I have timeseries with several days data. I need to find a day with maximum number of outliers and plot only this day data.
Here how I do it:
#generate sample data
Sys.setlocale("LC_ALL","English")
Values <- sample(0:100,24241, replace = T)
Values <- rpois(24241, lambda=75)
start <- as.POSIXct("2012-01-15 06:10:00")
interval <- 15
end <- start + as.difftime(4, units="days") + as.difftime(5, units = "hours")
DateTimes <- seq(from=start, by=interval, to=end)
cpu_df <- tibble(datetime = DateTimes, Value = Values)
# find and plot outliers of all days ========================================
upper_bound <- quantile(cpu_df$Value, 0.975)
outlier_ind <- which(cpu_df$Value > upper_bound)
cpu_df_susp <- cpu_df[outlier_ind, ]
alldays_plot <- ggplot(data = cpu_df, aes(x = datetime, y = Value)) +
geom_point(size = 0.9, color = "darkgreen") +
geom_point(data = cpu_df_susp, color = "red", size = 1) +
geom_hline(yintercept=upper_bound, linetype="dashed", color = "red") +
theme_bw() +
labs(x="", title = paste0("% Processor Time, _Total, Percentile: 0.975, Threshold: ", round(upper_bound,2)))
# ========== convert to xts ====================================================
suppressMessages(library(xts))
cpu_df_xts <- xts(x = cpu_df$Value, order.by = cpu_df$datetime)
days <- split(cpu_df_xts, f="days")
#========= find worst day - with biggest number of outliers
outliers_number <- 0
worstday_index <- 0
for (i in 1:(length(days))) {
upper_bound <- quantile( coredata(days[[i]]), 0.975)
outlier_ind <- which(coredata(days[[i]]) > upper_bound)
outlier_day_number <- length(outlier_ind)

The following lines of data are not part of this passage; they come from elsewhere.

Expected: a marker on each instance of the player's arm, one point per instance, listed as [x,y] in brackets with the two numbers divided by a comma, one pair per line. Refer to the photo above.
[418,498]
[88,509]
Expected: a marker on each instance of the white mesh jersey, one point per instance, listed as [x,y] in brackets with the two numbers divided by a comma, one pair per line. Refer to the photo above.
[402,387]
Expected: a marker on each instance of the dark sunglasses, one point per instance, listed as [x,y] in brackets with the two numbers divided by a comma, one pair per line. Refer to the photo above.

if ( outlier_day_number > outliers_number
){
worstday_index <- i
outliers_number <- outlier_day_number
worst_day_outliers_ind <- outlier_ind
}
}
WorstDay <- days[[worstday_index]]
# find outliers of worst day ====================================================
worst_day_outliers <- WorstDay[worst_day_outliers_ind, ]

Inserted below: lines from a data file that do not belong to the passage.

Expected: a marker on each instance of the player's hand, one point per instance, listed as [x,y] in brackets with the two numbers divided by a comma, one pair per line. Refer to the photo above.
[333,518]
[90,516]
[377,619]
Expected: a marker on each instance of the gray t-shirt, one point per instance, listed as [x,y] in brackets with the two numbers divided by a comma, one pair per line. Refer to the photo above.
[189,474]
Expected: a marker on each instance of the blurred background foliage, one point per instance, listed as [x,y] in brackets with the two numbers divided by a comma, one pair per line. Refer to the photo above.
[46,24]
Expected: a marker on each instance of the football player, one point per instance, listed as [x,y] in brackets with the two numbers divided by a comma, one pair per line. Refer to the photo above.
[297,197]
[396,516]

# convert xts back to tibble
WorstDayTibble <- tibble( datetime = index(WorstDay),
Value = coredata(WorstDay) )
outliersTibble <- tibble( datetime = index(worst_day_outliers),
Value = coredata(worst_day_outliers) )
# plot worst day ====================================================
worstDay_Plot <- ggplot(data = WorstDayTibble, aes(x = datetime, y = Value)) +
geom_point(size = 0.9, color = "darkgreen") +
geom_point(data = outliersTibble, color = "red", size = 1) +
geom_hline(yintercept=upper_bound, linetype="dashed", color = "red") +
theme_bw() +
labs(x="", title = paste0("% Processor Time, _Total, Percentile: 0.975, Threshold: ", round(upper_bound,2)))
library(ggpubr)
ggpubr::ggarrange(alldays_plot, worstDay_Plot)
Here is the result:
What I don't like in my code - to split data to days and search through them I need to convert it to xts. To plot data via ggplot2, I have to convert data back to tibble. Is it possible to avoid that double conversion and make code simplier?

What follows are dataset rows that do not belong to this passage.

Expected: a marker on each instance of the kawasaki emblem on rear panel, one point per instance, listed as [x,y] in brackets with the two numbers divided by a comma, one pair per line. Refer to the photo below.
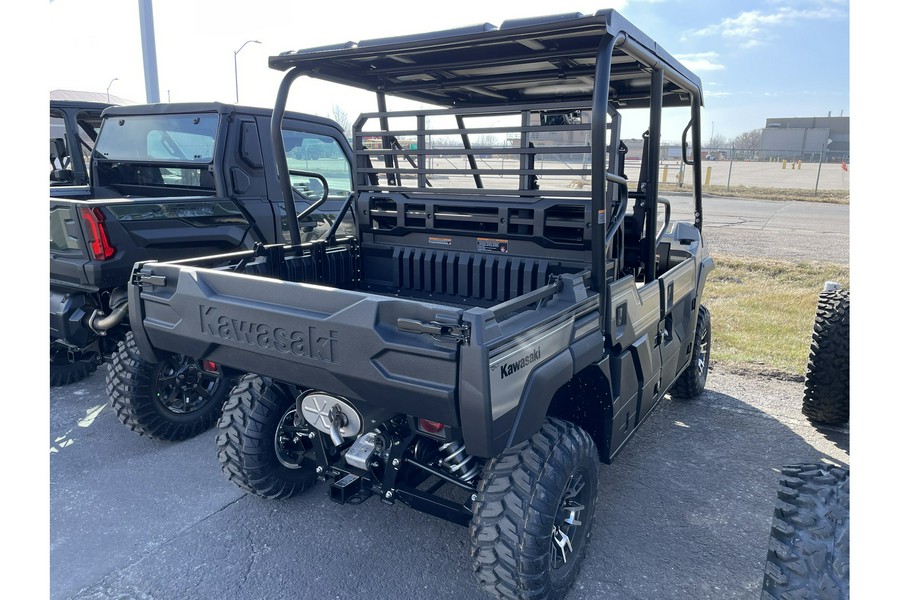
[510,369]
[305,341]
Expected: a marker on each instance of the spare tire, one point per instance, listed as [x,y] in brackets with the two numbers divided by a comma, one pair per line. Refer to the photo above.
[826,395]
[809,544]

You don't need to convert your data to xts
and back. Keeping the data into dateframe/tibble you can get worst day using :
library(dplyr)
#Add date column
cpu_df <- cpu_df %>% mutate(date = as.Date(datetime))
#For each date count number of Value greater than 0.975 quantile
#and select the date with max outliers.
WorstDay <- cpu_df %>%
group_by(date) %>%
summarise(n = sum(Value > quantile(Value, 0.975))) %>%
slice(which.max(n)) %>%
left_join(cpu_df, by = 'date')
You can use this data for plotting.